I called it "Noah's Flood" strictly for clarity, as opposed to, say, the major floods that we're having in Houston lately.  What I think happened is that when the glaciers of the Ice Age melted, the sea level rose, and low-elevation places were sunken.  Stories of floods come from many national myths and legends, from the Bible to Plato's Atlantis accounts.  So traditional accounts of a "global flood" have some truth to it, except it was more of a succession of regional floods.  We've been in a age of global warming that has recently accelerated, so we haven't seen the end of the floods this time around.
 
(Not to be an alarmist, but much of the US Gulf Coast is screwed.  Don't know when...)
 
~DaW~
----- Original Message -----
From: Glen Gordon
To: nostratic@yahoogroups.com
Sent: Thursday, June 14, 2001 3:20 PM
Subject: [nostratic] There was no Noah in Noah's Flood



Danny Wier:
>They could come from any place.  Noah's flood was in Asia Minor
>along the Black Sea coast

Aaargh!

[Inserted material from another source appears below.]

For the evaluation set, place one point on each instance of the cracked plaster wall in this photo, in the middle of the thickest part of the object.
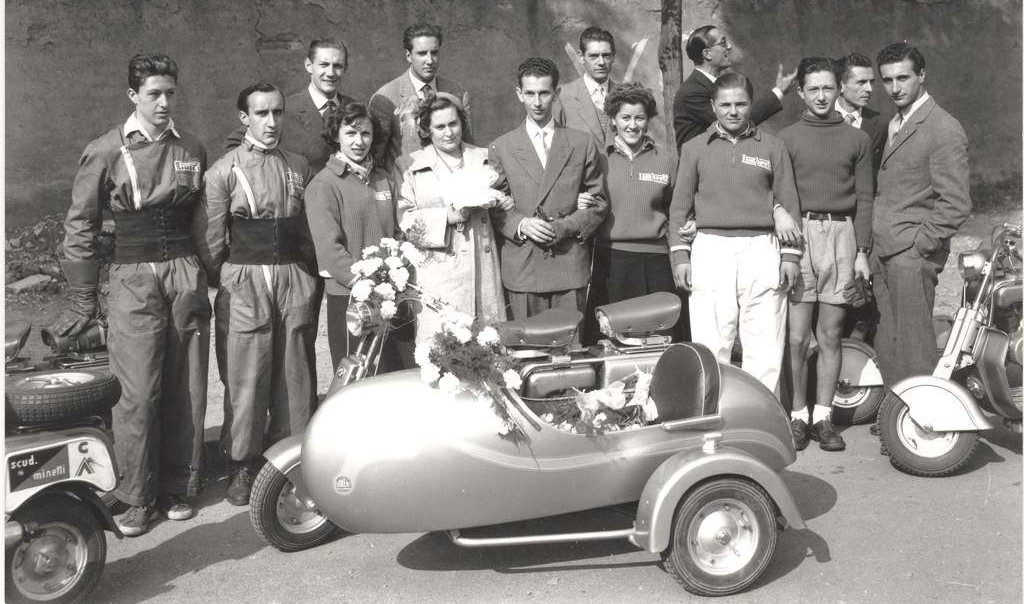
(66, 60)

It wasn't "Noah's" Flood! Can we please stop refering to
the Bible as some kind of exact historical record. It's a set
of mythologies that happen to have some historical facts thrown
in, every now and then, for good measure. Personally, I'm very
much doubting the Lake Euxine event as a source of the
flood myths in the Middle-East. I think these legends are older
than this and relate to Old Europe mythology, found along the
Mediterranean, that tended to be very nautical by design. The
Middle-Eastern flood myths are nothing more than a "second
creation" myth. They do not need a prehistorical flood to
provide their origin because it can be well seen that they were
built on a watery myth of creation. Check out the Egyptian
creation myths and compare it to the flood. They both start
with a primordial ocean... I rest my case. Case solved.